Pages

Friday 9 November 2007

Goldengrove

In Tavistock Square Gardens on Thursday it was very hard to resist scuffing up the golden leaves that littered the ground. Three minuscule squirrels were busily collecting – nuts? large round brown objects, at any rate, but the trees are mostly plane, so I’m not at all sure. Late as I was for a meeting, I couldn’t stop to scuff or to look. I had arrived in London on Monday – Guy Fawkes – and was staggered by the noise of fireworks that went on all evening. How do pets bear it? Our dogs, used to shooting going on all around, were unfazed by the only fireworks they’ve ever heard, when our neighbours decided to have a bonfire party (and inadvertently burnt down a tree, putting an end, I suspect, to further junketings); my mother’s dog lives in a village, and suffers agonies every year, as whizzes and bangs go on night after night, culminating in the local firework display. He has a fertile imagination, too, and almost imperceptible – to humans - displays in distant Torbay are greeted with dismayed quivers. I feel for him, but am glad that our two are so phlegmatic.

Travel to London and back was made pleasurable by the beauty of this year’s autumn colour, which reminded me of another favourite poem by Gerard Manley Hopkins. The sadness is somehow inherent in the shortening days and the crispness in the air, though I am much more cheerful since I no longer commute daily to Edinburgh, leaving home in the morning and arriving back in the evening in the dark.

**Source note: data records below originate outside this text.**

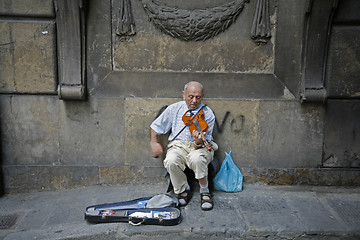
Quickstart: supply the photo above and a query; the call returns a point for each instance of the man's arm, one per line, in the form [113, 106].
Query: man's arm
[156, 147]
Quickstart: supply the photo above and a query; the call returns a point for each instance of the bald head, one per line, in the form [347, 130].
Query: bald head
[193, 94]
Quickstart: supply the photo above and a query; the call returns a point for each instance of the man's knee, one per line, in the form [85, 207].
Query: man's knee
[173, 161]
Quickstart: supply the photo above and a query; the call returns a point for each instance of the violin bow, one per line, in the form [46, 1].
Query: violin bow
[197, 125]
[192, 119]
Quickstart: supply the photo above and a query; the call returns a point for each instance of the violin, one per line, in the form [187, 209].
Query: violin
[197, 123]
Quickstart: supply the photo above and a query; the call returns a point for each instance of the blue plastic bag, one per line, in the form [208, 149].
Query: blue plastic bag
[229, 177]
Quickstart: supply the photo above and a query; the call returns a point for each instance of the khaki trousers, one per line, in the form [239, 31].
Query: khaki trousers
[181, 154]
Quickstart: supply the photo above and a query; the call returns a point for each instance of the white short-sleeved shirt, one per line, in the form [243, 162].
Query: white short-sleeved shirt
[171, 119]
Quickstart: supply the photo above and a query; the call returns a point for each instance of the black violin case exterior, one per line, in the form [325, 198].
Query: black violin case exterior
[157, 210]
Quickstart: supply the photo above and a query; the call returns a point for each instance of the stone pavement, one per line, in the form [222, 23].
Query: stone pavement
[258, 212]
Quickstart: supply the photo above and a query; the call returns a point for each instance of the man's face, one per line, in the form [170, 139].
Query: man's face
[193, 96]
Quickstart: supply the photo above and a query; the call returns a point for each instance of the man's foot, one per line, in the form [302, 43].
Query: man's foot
[206, 201]
[184, 197]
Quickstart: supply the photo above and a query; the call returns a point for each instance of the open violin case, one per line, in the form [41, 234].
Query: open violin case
[158, 210]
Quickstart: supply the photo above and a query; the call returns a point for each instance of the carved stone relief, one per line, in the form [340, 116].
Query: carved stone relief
[260, 30]
[193, 25]
[197, 24]
[126, 23]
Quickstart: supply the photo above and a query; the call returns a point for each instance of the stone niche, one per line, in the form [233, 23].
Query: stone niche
[152, 50]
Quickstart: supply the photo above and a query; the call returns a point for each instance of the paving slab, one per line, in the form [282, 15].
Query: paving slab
[258, 212]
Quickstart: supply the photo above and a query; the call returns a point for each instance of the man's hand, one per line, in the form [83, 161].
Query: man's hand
[156, 148]
[197, 137]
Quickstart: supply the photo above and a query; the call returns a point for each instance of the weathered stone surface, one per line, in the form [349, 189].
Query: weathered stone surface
[43, 8]
[236, 130]
[343, 66]
[38, 178]
[341, 144]
[66, 177]
[27, 178]
[139, 115]
[27, 55]
[114, 175]
[290, 135]
[92, 132]
[152, 50]
[29, 130]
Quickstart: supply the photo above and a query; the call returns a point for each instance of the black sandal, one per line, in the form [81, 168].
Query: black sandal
[203, 200]
[186, 198]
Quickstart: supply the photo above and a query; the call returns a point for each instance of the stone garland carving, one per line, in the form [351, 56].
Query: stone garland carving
[260, 30]
[126, 24]
[193, 25]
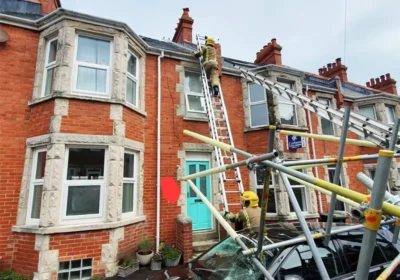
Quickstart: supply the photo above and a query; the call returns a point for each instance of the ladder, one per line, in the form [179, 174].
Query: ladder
[230, 182]
[370, 129]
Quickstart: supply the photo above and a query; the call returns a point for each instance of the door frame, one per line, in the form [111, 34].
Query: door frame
[201, 158]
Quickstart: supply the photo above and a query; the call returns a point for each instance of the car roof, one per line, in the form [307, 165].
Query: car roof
[283, 231]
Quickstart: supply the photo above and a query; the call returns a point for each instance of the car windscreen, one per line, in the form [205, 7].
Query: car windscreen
[226, 261]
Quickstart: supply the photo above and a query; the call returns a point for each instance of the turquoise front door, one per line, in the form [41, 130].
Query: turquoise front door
[196, 209]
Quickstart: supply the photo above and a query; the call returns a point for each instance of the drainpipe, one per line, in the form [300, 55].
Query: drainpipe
[158, 149]
[313, 152]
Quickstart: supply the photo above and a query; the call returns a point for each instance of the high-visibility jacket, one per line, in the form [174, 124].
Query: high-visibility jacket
[248, 217]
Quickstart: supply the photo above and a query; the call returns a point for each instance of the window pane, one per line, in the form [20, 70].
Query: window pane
[49, 82]
[257, 93]
[36, 201]
[287, 113]
[93, 50]
[193, 83]
[83, 200]
[390, 115]
[196, 103]
[129, 162]
[327, 127]
[132, 65]
[85, 163]
[52, 51]
[127, 198]
[40, 165]
[259, 114]
[368, 111]
[300, 197]
[91, 79]
[131, 91]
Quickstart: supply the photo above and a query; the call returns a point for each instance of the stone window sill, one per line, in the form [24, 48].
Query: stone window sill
[87, 98]
[77, 227]
[290, 217]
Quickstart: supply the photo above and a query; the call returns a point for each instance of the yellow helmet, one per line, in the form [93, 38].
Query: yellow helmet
[210, 41]
[252, 197]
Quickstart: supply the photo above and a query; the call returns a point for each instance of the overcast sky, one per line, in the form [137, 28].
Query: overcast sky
[310, 32]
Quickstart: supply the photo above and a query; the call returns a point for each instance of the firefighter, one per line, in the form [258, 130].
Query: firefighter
[249, 217]
[210, 63]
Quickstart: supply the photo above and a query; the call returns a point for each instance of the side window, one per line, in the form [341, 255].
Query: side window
[300, 262]
[351, 246]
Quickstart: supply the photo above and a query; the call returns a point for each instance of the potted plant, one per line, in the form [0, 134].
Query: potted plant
[145, 252]
[127, 266]
[156, 262]
[171, 256]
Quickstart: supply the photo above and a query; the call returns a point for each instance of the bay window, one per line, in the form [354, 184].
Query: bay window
[132, 85]
[194, 93]
[129, 184]
[368, 111]
[258, 106]
[49, 65]
[92, 65]
[36, 187]
[287, 109]
[84, 185]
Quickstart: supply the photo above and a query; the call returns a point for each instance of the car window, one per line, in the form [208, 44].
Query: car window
[351, 246]
[300, 262]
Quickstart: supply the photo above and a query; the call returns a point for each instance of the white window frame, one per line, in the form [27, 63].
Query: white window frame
[287, 102]
[34, 182]
[48, 66]
[135, 185]
[202, 99]
[133, 78]
[94, 66]
[257, 103]
[261, 187]
[393, 109]
[67, 183]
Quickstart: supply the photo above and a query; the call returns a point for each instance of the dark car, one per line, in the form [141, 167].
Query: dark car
[225, 260]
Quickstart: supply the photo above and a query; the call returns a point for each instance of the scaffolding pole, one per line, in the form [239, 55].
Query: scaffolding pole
[338, 170]
[265, 194]
[314, 250]
[373, 214]
[229, 229]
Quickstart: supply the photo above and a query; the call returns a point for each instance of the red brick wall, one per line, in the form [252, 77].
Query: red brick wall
[134, 125]
[184, 240]
[132, 234]
[40, 118]
[25, 257]
[87, 117]
[17, 68]
[73, 246]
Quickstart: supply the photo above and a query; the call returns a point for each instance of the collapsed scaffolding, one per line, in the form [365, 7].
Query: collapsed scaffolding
[367, 208]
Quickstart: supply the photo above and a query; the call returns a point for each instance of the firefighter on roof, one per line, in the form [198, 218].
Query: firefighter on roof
[249, 217]
[209, 55]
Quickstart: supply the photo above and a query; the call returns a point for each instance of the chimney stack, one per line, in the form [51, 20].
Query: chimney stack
[269, 54]
[334, 69]
[183, 32]
[384, 83]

MÁRGARÉT, áre you gríeving
Over Goldengrove unleaving?
Leáves, líke the things of man, you
With your fresh thoughts care for, can you?
Áh! ás the heart grows older
It will come to such sights colder
By and by, nor spare a sigh
Though worlds of wanwood leafmeal lie;
And yet you wíll weep and know why.
Now no matter, child, the name:
Sórrow's spríngs áre the same.
Nor mouth had, no nor mind, expressed
What heart heard of, ghost guessed:
It ís the blight man was born for,
It is Margaret you mourn for.

7 comments:

Lesley said...

I saw the most lovely volume of GMH's poetry in my local Barnes & Noble yesterday. I was just casually looking for Russian verse (for the Russian Reading Challenge) and there was this quietly beautiful black-and-white spine. An Everyman edition - and the only one of its kind I could see. If it's there next time I'm grabbing it!

Anonymous said...

I just love this poem. I studied Hopkins both at 'A' level and as an undergraduate and even that didn't manage to ruin him for me. The picture had me grieving because the people who own the wooded land right next to border have just cut down the beautiful trees that grew there in order to put in a security fence - what a sign of the times.
On the subject of pets and fireworks - some friends have just had a puppy who was entranced by the fireworks (albeit safely ensconced on the other side of double glazing) and sat and watched every single rocket, following it as it rose into the sky and then fell back to earth. I've never seen anything quite like it.

BooksPlease said...

On the subject of fireworks our cat hates them. She shivers and sinks low to the ground,sprints upstairs and hides behind a bed - so I hate them too. My granddaughter can't stand the loud bangs either.

What a sad poem and addressed to my namesake! I've always loved this time of year though and don't find it gloomy - I love the colours and the sense of nights drawing in and sitting in front of a glowing fire, not that we have a fire anymore, but you know what I mean.

Anonymous said...

I really wish someone would invent noise free fireworks, I love to watch them but for a few nightat this time of year we have horses, dogs and cats all demented with fear. Why do they need to be so loud?

Jodie Robson said...

Lesley, I'm afraid I've only got a battered old paperback edition of Hopkins, perhaps one day I'll treat myself to a beautiful one.

Ann, I wish I could have studied Hopkins properly, though I must admit that, on the whole, it's some of the shorter poems I enjoy most. With the notable exception of The Wreck of the Deutschland, which is magnificent!

Margaret, there's a rather nice novel called Goldengrove by Jill Paton Walsh - don't know if you've come across it, but think you might like it...

Sally, I watched the Edinburgh Festival display one year and thought it truly wonderful, but I don't really need the bangs, which used to terrify me when I was a child.

My mother reports that the village had their display last night and the dog didn't get too upset - well, he managed a tripe stick when it was over, at any rate!

BooksPlease said...

Thanks, I haven't come across it - I'll look out for it.

Jodie Robson said...

Apologies, it's actually called Goldengrove Unleaving, I checked my catalogue later.